Eine saubere Diagnose und eine multimodale Therapie, bei der Patient, Arzt und Physiotherapeut zusammenarbeiten, können langfristige Schmerzfreiheit ermöglichen.
Auch Wickel, Auflagen oder Kinesiotaping können helfen. Führt aber kein konservativer Weg zum Erfolg, kann eine Operation die Lebensqualität wiederherstellen, zum Beispiel durch einen künstlichen Gelenkersatz. Auch neue Behandlungsverfahren sind auf dem Vormarsch. Hier ist unter anderem die matrixasssoziierte autologe Chondrozytenimplantation (M-ACI) zu nennen.

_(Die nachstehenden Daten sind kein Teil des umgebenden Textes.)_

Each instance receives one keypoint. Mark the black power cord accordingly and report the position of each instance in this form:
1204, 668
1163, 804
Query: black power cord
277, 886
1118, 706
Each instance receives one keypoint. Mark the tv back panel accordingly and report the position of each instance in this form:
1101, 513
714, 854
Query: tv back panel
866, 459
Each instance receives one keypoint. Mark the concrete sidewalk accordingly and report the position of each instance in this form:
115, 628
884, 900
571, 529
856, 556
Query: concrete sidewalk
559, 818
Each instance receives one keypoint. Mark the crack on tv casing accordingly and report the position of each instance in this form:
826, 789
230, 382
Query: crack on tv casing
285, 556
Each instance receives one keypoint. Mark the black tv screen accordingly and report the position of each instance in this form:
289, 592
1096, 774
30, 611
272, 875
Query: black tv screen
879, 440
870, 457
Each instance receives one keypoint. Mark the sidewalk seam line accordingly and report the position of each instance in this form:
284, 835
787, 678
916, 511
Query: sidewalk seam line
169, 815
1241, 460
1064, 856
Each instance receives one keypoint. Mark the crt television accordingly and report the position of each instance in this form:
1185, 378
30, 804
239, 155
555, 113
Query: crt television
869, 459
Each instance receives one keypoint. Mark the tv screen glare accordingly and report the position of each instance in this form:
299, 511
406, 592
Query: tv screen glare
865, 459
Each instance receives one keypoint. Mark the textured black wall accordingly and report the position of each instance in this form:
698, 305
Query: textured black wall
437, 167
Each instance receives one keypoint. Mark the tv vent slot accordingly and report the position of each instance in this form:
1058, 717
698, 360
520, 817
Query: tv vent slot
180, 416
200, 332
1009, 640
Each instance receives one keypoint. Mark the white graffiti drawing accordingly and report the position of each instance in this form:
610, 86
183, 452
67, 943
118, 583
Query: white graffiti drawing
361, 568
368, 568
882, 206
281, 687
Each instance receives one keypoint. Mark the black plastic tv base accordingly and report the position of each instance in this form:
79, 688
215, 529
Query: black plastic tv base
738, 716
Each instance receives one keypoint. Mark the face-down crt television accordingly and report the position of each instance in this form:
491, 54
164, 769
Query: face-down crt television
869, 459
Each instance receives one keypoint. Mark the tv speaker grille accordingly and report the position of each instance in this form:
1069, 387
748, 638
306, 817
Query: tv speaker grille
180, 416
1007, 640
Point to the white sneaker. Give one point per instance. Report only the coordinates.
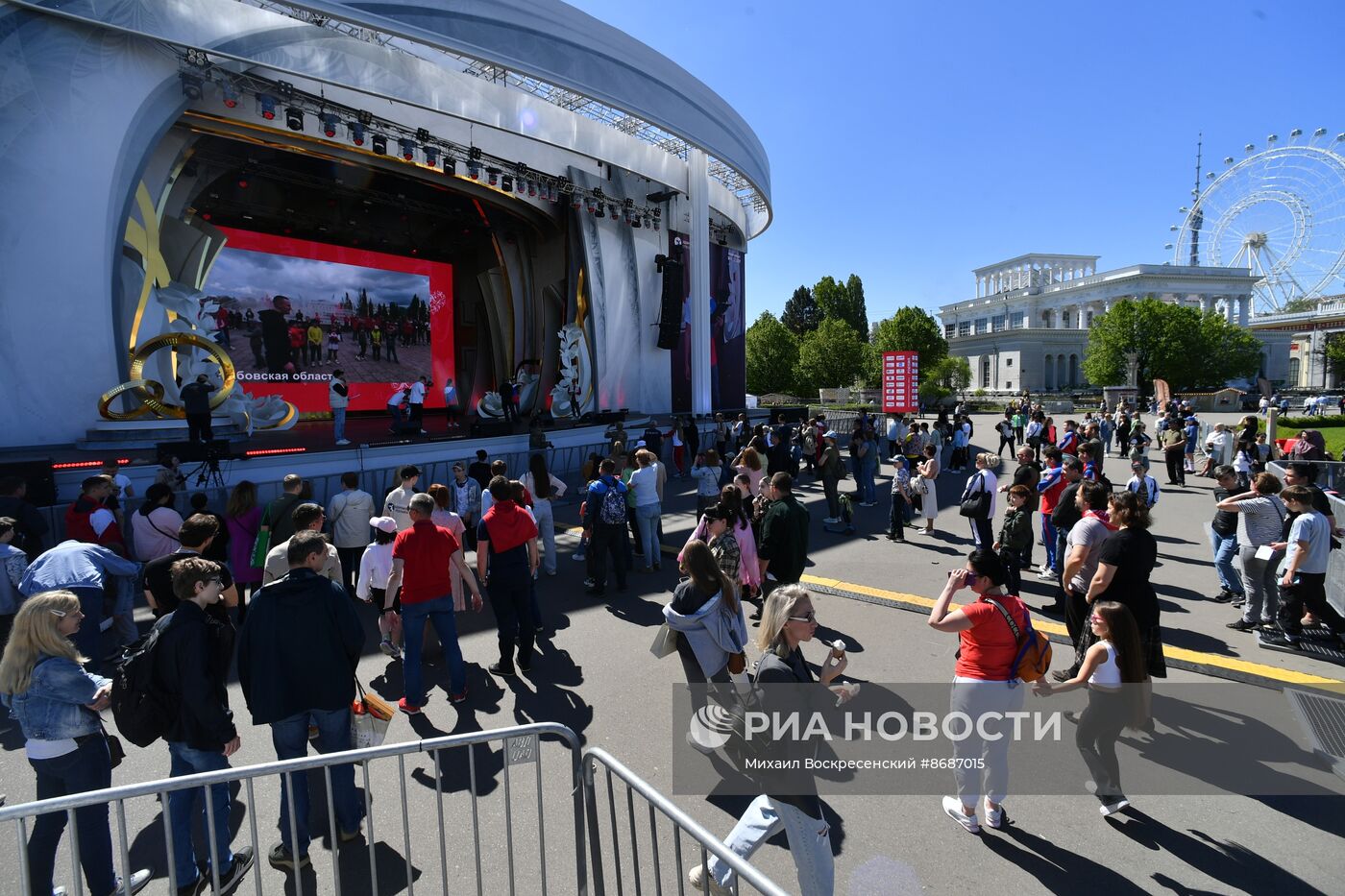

Bei dieser Methode werden dem Patienten körpereigene Knorpelzellen ins Kniegelenk eingebracht, um Knorpelschäden zu bekämpfen. Die M-ACI steht gesetzlich Versicherten voraussichtlich Ende 2022 als neue Kassenleistung zur Verfügung.
Eins ist klar: Das wirksamste Mittel gegen schmerzende Gelenke ist eine gesunde Einstellung zum Leben. Ausreichend Bewegung und ausgewogene Ernährung haben entscheidenden Einfluss darauf, wie lange wir beschwerdefrei laufen, tanzen oder hüpfen können.